I read the code in export_pb_tflite_models.py
. The following code compress the model, but I think these operation will save in the pb
file, and the new output x
rely on kernel_gthr
, kernel_shrk
and conv
operation. I want to know these operation will exec when inference?
kernel_gthr = np.zeros((1, 1, kernel_chn_in, nnzs.size))
kernel_gthr[0, 0, nnzs, np.arange(nnzs.size)] = 1.0
kernel_shrk = kernel[:, :, nnzs, :]
x = tf.nn.conv2d(op.inputs[0], kernel_gthr, [1, 1, 1, 1], 'SAME', data_format=data_format)
x = tf.nn.conv2d(
x, kernel_shrk, strides, padding, data_format=data_format, dilations=dilations)
kernel_gthr
and kernel_shrk
will be stored as constants, and x
relies on op.inputs[0]
, which is the input of the original convolutional layer.
thanks.
- Whether the model size will be reduced? Because the model add new variable, such as, kernel_gthr and kernel_shrk, and not delete the old variable.
- Whether the model calculation will be reduced? Because add new operation, such as
x = tf.nn.conv2d(op.inputs[0], kernel_gthr, [1, 1, 1, 1], 'SAME', data_format=data_format)
x = tf.nn.conv2d(
x, kernel_shrk, strides, padding, data_format=data_format, dilations=dilations)
- Old variables are deleted in *.pb & *.tflite models, since they are not used when computing the final outputs.
- If the kernel size is larger than 1 (e.g. 3x3 conv), the FLOPs will be reduced. For 1x1 conv, we recommend using the "tf.gather + 3 x 3 conv" scheme for graph transformation.
This is the pb file generated by export_pb_tflite_models.py
, that the pb file of compress model is bigger than the pb file of original model.

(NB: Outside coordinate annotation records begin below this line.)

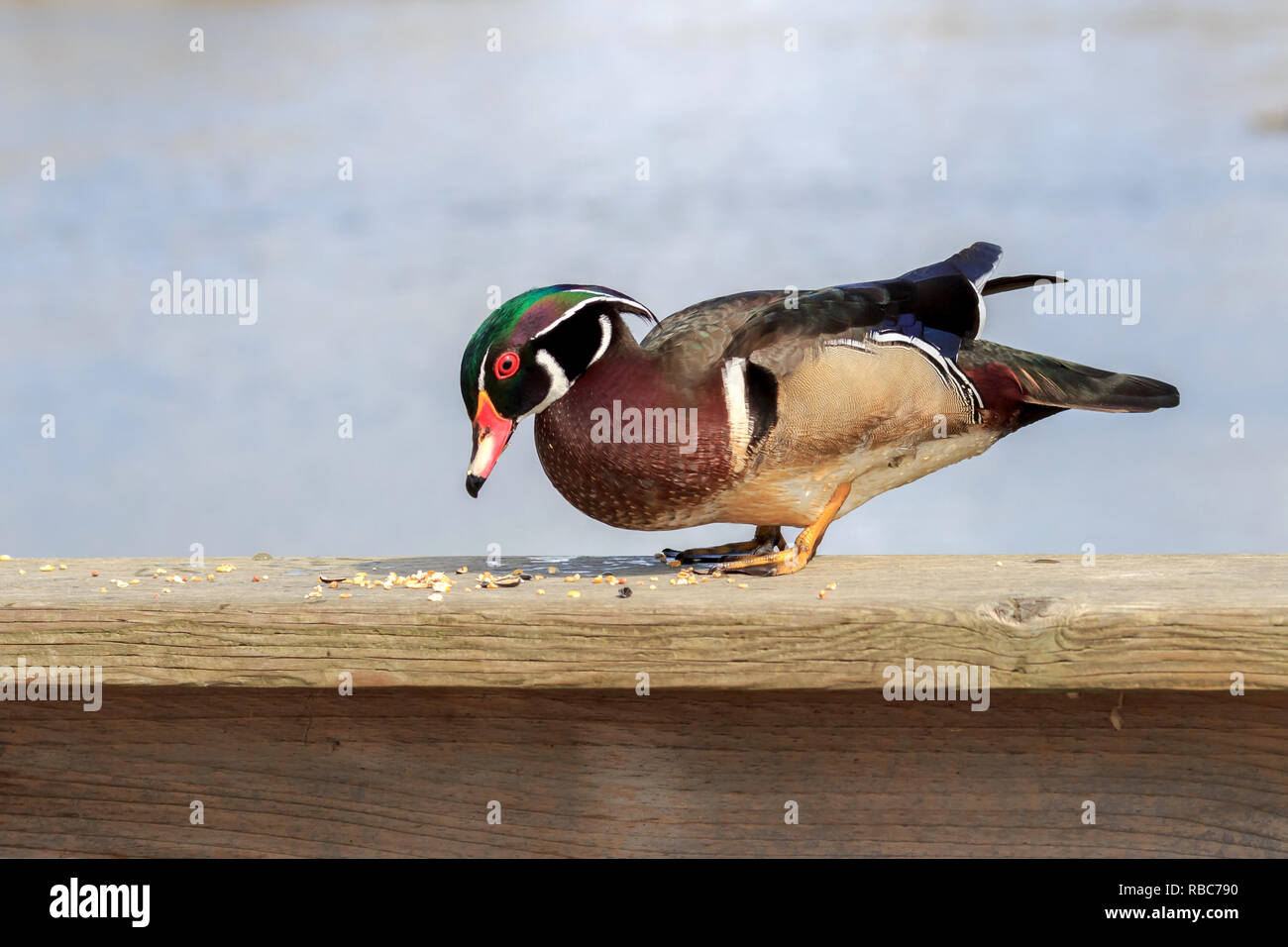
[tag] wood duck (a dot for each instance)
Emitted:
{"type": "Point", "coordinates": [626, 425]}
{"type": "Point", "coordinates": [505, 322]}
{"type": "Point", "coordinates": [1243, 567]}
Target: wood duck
{"type": "Point", "coordinates": [771, 407]}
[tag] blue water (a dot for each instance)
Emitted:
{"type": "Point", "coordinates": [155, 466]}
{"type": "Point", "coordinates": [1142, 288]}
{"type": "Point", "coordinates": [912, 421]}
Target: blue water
{"type": "Point", "coordinates": [513, 169]}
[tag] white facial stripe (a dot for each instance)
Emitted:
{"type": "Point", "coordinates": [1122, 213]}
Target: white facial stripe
{"type": "Point", "coordinates": [558, 381]}
{"type": "Point", "coordinates": [574, 309]}
{"type": "Point", "coordinates": [605, 328]}
{"type": "Point", "coordinates": [734, 373]}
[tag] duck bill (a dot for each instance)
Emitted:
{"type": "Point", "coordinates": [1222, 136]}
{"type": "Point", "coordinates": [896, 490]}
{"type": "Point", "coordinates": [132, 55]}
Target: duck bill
{"type": "Point", "coordinates": [490, 434]}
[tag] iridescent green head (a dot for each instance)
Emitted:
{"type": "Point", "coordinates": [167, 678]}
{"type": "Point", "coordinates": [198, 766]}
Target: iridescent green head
{"type": "Point", "coordinates": [528, 354]}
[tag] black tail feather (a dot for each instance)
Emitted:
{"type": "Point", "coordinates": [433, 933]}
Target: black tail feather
{"type": "Point", "coordinates": [1005, 283]}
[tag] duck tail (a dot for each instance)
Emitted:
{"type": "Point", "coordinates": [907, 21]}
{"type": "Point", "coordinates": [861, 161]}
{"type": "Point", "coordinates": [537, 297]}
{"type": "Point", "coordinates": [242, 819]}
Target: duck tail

-rw-rw-r--. 1 zgz zgz 95082914 Jan 25 15:53 model_original.pb
-rw-rw-r--. 1 zgz zgz 104845311 Jan 25 15:53 model_transformed.pb
The model models_resnet_20_at_cifar_10.tar.gz
supported by PockerFlow generate pb file that the size of model_transformed.pb
is not half of the size of model_original.pb
.
-rw-rw-r--. 1 zgz zgz 1148712 Jan 25 18:14 model_original.pb
-rw-rw-r--. 1 zgz zgz 1028228 Jan 25 18:14 model_transformed.pb
Which model are you using?
I modify code beacuse report error ValueError: Cannot feed value of shape (1, 224, 224, 3) for Tensor 'import/net_input:0', which has shape '(32, 224, 224, 3)'
.
So I change net['input_data'] = np.zeros(tuple([1] + list(net['input_shape'][1:])), dtype=np.float32)

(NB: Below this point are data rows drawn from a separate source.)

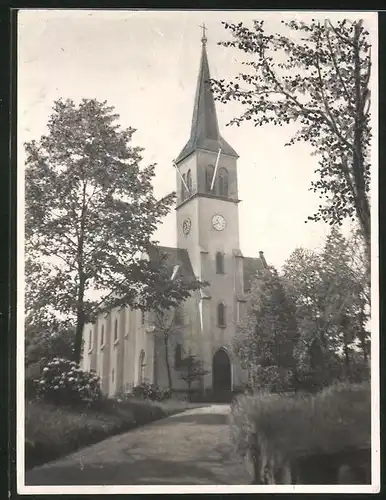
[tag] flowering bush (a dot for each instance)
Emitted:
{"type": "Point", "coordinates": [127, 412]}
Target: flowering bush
{"type": "Point", "coordinates": [151, 391]}
{"type": "Point", "coordinates": [63, 382]}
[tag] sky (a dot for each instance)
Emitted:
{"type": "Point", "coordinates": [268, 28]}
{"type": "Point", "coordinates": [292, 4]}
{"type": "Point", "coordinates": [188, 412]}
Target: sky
{"type": "Point", "coordinates": [145, 64]}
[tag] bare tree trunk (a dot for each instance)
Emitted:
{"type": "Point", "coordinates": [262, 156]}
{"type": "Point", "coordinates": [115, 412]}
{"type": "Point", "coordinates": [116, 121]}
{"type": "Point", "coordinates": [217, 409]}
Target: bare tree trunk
{"type": "Point", "coordinates": [362, 204]}
{"type": "Point", "coordinates": [167, 361]}
{"type": "Point", "coordinates": [80, 322]}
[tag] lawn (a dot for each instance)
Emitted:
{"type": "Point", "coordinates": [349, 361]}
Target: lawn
{"type": "Point", "coordinates": [53, 431]}
{"type": "Point", "coordinates": [332, 421]}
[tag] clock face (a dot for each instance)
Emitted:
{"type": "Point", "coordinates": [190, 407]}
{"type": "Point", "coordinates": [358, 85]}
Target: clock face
{"type": "Point", "coordinates": [218, 222]}
{"type": "Point", "coordinates": [186, 225]}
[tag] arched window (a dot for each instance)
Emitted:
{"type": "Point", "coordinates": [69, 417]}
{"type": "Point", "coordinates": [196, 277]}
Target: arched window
{"type": "Point", "coordinates": [178, 356]}
{"type": "Point", "coordinates": [219, 263]}
{"type": "Point", "coordinates": [189, 182]}
{"type": "Point", "coordinates": [208, 177]}
{"type": "Point", "coordinates": [178, 316]}
{"type": "Point", "coordinates": [183, 188]}
{"type": "Point", "coordinates": [116, 330]}
{"type": "Point", "coordinates": [141, 368]}
{"type": "Point", "coordinates": [221, 320]}
{"type": "Point", "coordinates": [223, 181]}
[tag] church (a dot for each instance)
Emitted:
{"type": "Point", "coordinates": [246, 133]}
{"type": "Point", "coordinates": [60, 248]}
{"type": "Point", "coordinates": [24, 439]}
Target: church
{"type": "Point", "coordinates": [125, 347]}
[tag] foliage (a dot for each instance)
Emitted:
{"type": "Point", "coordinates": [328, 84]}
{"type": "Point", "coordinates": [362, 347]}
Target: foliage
{"type": "Point", "coordinates": [151, 392]}
{"type": "Point", "coordinates": [90, 213]}
{"type": "Point", "coordinates": [268, 332]}
{"type": "Point", "coordinates": [335, 419]}
{"type": "Point", "coordinates": [271, 378]}
{"type": "Point", "coordinates": [63, 382]}
{"type": "Point", "coordinates": [315, 76]}
{"type": "Point", "coordinates": [47, 341]}
{"type": "Point", "coordinates": [330, 293]}
{"type": "Point", "coordinates": [165, 296]}
{"type": "Point", "coordinates": [192, 370]}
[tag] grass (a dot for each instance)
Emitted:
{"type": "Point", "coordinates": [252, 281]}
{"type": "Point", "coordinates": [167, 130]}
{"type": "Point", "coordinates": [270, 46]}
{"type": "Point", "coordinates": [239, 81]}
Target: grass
{"type": "Point", "coordinates": [333, 421]}
{"type": "Point", "coordinates": [53, 431]}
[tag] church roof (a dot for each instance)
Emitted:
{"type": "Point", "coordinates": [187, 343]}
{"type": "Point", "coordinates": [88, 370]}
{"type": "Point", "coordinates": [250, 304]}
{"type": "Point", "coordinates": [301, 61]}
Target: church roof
{"type": "Point", "coordinates": [173, 257]}
{"type": "Point", "coordinates": [204, 130]}
{"type": "Point", "coordinates": [179, 256]}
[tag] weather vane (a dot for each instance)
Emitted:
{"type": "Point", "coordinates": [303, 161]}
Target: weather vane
{"type": "Point", "coordinates": [204, 39]}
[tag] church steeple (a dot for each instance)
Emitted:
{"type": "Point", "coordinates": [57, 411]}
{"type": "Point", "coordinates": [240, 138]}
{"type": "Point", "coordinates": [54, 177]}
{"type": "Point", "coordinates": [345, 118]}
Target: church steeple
{"type": "Point", "coordinates": [204, 132]}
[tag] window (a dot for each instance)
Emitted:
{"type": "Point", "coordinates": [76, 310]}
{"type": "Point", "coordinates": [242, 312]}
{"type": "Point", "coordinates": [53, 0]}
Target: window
{"type": "Point", "coordinates": [221, 315]}
{"type": "Point", "coordinates": [189, 182]}
{"type": "Point", "coordinates": [223, 181]}
{"type": "Point", "coordinates": [142, 365]}
{"type": "Point", "coordinates": [178, 356]}
{"type": "Point", "coordinates": [208, 177]}
{"type": "Point", "coordinates": [116, 330]}
{"type": "Point", "coordinates": [183, 188]}
{"type": "Point", "coordinates": [219, 263]}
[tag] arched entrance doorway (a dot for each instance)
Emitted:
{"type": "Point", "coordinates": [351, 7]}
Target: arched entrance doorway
{"type": "Point", "coordinates": [222, 376]}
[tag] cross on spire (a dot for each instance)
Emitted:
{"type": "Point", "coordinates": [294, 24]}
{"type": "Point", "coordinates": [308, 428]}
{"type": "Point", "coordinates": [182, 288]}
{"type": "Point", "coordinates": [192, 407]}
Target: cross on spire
{"type": "Point", "coordinates": [204, 39]}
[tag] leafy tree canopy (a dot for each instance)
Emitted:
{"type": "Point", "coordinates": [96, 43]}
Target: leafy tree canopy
{"type": "Point", "coordinates": [315, 76]}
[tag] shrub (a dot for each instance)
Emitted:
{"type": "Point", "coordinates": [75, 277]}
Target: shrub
{"type": "Point", "coordinates": [151, 392]}
{"type": "Point", "coordinates": [63, 382]}
{"type": "Point", "coordinates": [333, 420]}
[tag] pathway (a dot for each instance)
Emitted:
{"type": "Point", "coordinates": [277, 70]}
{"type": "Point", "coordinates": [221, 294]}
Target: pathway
{"type": "Point", "coordinates": [190, 448]}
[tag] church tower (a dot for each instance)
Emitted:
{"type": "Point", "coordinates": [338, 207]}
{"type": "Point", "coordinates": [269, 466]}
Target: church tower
{"type": "Point", "coordinates": [208, 220]}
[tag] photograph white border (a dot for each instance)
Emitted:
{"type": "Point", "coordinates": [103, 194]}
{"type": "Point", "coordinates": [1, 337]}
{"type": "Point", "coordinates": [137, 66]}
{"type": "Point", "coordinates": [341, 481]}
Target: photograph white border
{"type": "Point", "coordinates": [146, 489]}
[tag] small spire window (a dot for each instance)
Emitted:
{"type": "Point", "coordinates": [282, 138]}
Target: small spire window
{"type": "Point", "coordinates": [183, 188]}
{"type": "Point", "coordinates": [209, 172]}
{"type": "Point", "coordinates": [223, 181]}
{"type": "Point", "coordinates": [189, 182]}
{"type": "Point", "coordinates": [219, 263]}
{"type": "Point", "coordinates": [221, 316]}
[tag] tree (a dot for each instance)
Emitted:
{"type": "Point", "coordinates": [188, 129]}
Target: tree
{"type": "Point", "coordinates": [90, 212]}
{"type": "Point", "coordinates": [269, 330]}
{"type": "Point", "coordinates": [164, 293]}
{"type": "Point", "coordinates": [192, 370]}
{"type": "Point", "coordinates": [330, 298]}
{"type": "Point", "coordinates": [317, 76]}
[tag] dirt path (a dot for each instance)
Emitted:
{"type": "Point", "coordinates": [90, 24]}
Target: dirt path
{"type": "Point", "coordinates": [190, 448]}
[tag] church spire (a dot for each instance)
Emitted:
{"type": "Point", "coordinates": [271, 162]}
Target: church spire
{"type": "Point", "coordinates": [204, 132]}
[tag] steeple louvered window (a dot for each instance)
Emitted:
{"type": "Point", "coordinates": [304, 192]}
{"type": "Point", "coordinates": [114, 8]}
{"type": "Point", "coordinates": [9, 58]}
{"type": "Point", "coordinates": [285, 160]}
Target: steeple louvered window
{"type": "Point", "coordinates": [189, 182]}
{"type": "Point", "coordinates": [223, 181]}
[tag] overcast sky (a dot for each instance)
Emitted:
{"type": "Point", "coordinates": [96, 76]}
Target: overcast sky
{"type": "Point", "coordinates": [145, 64]}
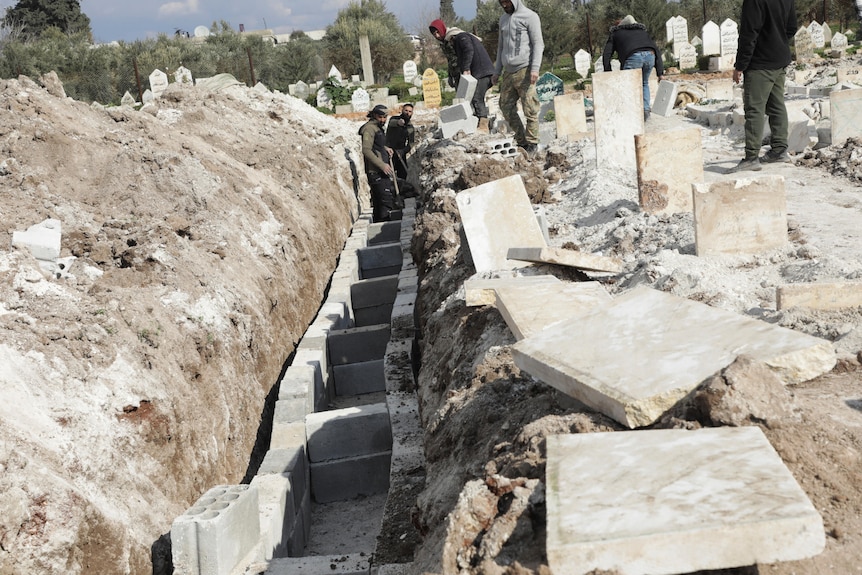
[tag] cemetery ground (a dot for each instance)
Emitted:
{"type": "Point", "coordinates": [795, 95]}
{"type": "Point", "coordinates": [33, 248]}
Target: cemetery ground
{"type": "Point", "coordinates": [203, 234]}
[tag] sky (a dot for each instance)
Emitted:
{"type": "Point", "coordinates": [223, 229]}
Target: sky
{"type": "Point", "coordinates": [131, 20]}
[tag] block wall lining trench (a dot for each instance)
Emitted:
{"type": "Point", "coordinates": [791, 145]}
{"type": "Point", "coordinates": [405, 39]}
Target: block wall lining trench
{"type": "Point", "coordinates": [327, 447]}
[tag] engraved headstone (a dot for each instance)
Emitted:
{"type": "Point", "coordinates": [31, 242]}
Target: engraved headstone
{"type": "Point", "coordinates": [548, 86]}
{"type": "Point", "coordinates": [711, 39]}
{"type": "Point", "coordinates": [360, 100]}
{"type": "Point", "coordinates": [729, 37]}
{"type": "Point", "coordinates": [158, 82]}
{"type": "Point", "coordinates": [432, 94]}
{"type": "Point", "coordinates": [410, 71]}
{"type": "Point", "coordinates": [582, 62]}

to net['input_data'] = np.zeros(list(net['input_shape']), dtype=np.float32)
.
The first result is to use my customresnet_v1_50
. The second is to use resnet_v1_20
provided by PocketFlow.
Which *.ckpt models are you using? Or, what is your --model_dir
FLAGS's value when calling export_pb_tflite_models.py
?
This is the log of first result. Through the log, we can know that the channel is pruned.

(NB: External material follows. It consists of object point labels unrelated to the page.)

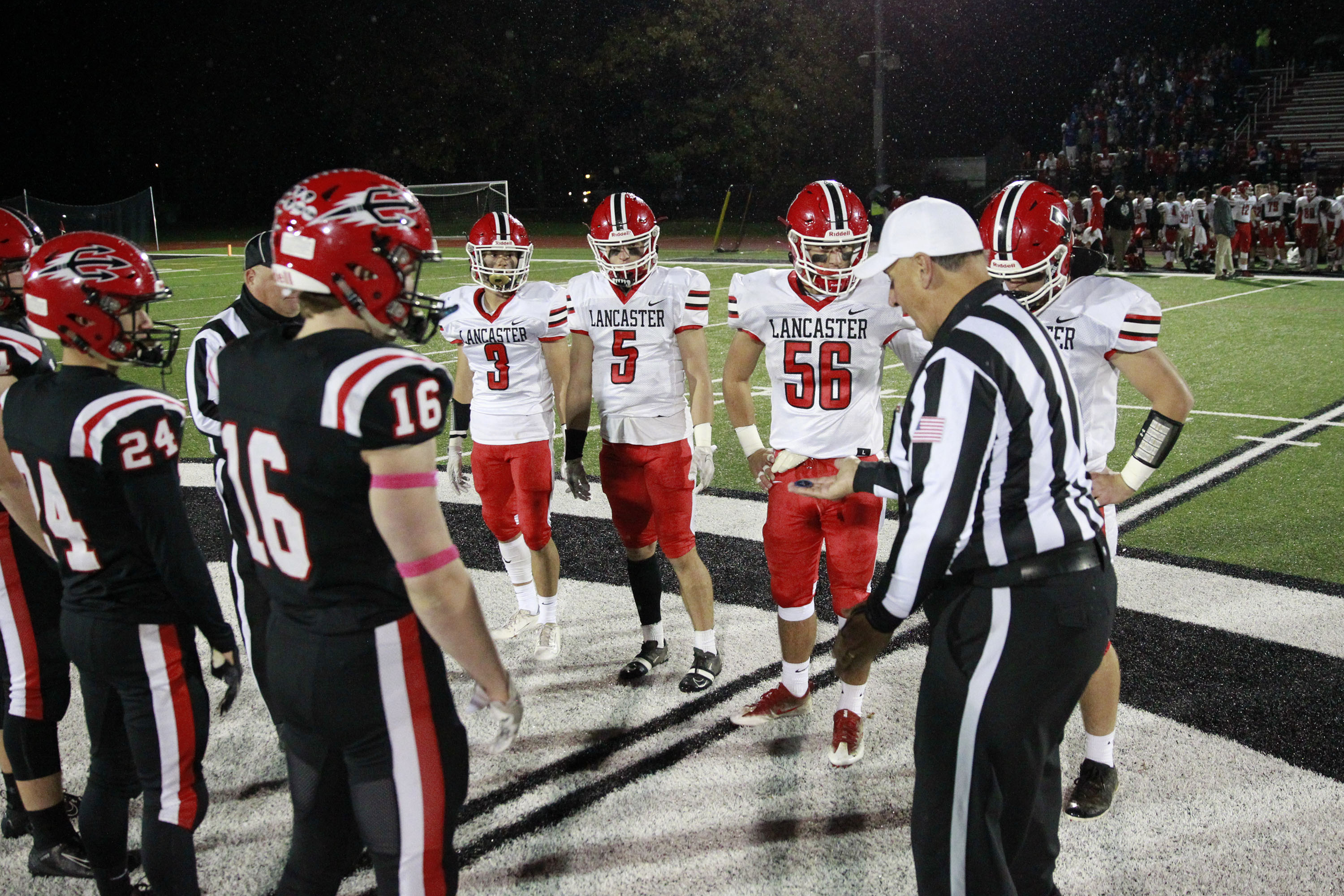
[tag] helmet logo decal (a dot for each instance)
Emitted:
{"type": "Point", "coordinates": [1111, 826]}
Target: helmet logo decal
{"type": "Point", "coordinates": [99, 264]}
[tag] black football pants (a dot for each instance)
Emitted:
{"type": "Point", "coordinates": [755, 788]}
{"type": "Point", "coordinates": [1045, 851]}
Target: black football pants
{"type": "Point", "coordinates": [148, 719]}
{"type": "Point", "coordinates": [377, 757]}
{"type": "Point", "coordinates": [34, 668]}
{"type": "Point", "coordinates": [1006, 668]}
{"type": "Point", "coordinates": [252, 603]}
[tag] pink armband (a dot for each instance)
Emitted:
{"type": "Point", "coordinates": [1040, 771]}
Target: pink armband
{"type": "Point", "coordinates": [402, 481]}
{"type": "Point", "coordinates": [428, 564]}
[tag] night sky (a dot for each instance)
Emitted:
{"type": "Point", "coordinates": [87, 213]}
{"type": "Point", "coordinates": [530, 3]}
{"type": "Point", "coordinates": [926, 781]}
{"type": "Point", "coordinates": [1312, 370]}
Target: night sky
{"type": "Point", "coordinates": [222, 107]}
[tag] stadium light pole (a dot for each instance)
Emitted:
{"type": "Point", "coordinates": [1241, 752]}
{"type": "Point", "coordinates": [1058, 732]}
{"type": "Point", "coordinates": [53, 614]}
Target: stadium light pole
{"type": "Point", "coordinates": [882, 62]}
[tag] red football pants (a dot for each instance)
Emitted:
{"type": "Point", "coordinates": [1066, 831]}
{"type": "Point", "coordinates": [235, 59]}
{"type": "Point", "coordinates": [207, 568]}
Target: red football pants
{"type": "Point", "coordinates": [652, 495]}
{"type": "Point", "coordinates": [795, 528]}
{"type": "Point", "coordinates": [515, 485]}
{"type": "Point", "coordinates": [1242, 238]}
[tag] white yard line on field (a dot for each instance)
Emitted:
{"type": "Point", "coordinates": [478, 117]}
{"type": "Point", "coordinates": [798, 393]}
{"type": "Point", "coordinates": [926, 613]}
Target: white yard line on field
{"type": "Point", "coordinates": [1226, 466]}
{"type": "Point", "coordinates": [1249, 417]}
{"type": "Point", "coordinates": [1261, 439]}
{"type": "Point", "coordinates": [1250, 292]}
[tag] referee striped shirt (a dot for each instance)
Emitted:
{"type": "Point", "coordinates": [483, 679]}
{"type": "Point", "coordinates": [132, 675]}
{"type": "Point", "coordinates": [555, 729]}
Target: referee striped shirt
{"type": "Point", "coordinates": [987, 454]}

2019-01-25 18:30:51.087294: I tensorflow/core/platform/cpu_feature_guard.cc:140] Your CPU supports instructions that this TensorFlow binary was not compiled to use: AVX2 FMA
2019-01-25 18:30:51.385927: I tensorflow/core/common_runtime/gpu/gpu_device.cc:1356] Found device 0 with properties:
name: Tesla K80 major: 3 minor: 7 memoryClockRate(GHz): 0.8235
pciBusID: 0000:85:00.0
totalMemory: 11.17GiB freeMemory: 11.10GiB
2019-01-25 18:30:51.385963: I tensorflow/core/common_runtime/gpu/gpu_device.cc:1435] Adding visible gpu devices: 0
2019-01-25 18:30:51.651604: I tensorflow/core/common_runtime/gpu/gpu_device.cc:923] Device interconnect StreamExecutor with strength 1 edge matrix:
2019-01-25 18:30:51.651645: I tensorflow/core/common_runtime/gpu/gpu_device.cc:929] 0
2019-01-25 18:30:51.651654: I tensorflow/core/common_runtime/gpu/gpu_device.cc:942] 0: N
2019-01-25 18:30:51.652008: I tensorflow/core/common_runtime/gpu/gpu_device.cc:1053] Created TensorFlow device (/job:localhost/replica:0/task:0/device:GPU:0 with 10763 MB memory) -> physical GPU (device: 0, name: Tesla K80, pci bus id: 0000:85:00.0, compute capability: 3.7)
INFO:tensorflow:Restoring parameters from /home/zgz/project/save_model/pocketflow_test/uniform_pocketflow/best_model/best_model.ckpt
INFO:tensorflow:input: net_input:0 / output: net_output:0
INFO:tensorflow:input's shape: (32, 224, 224, 3)
INFO:tensorflow:output's shape: (32, 102)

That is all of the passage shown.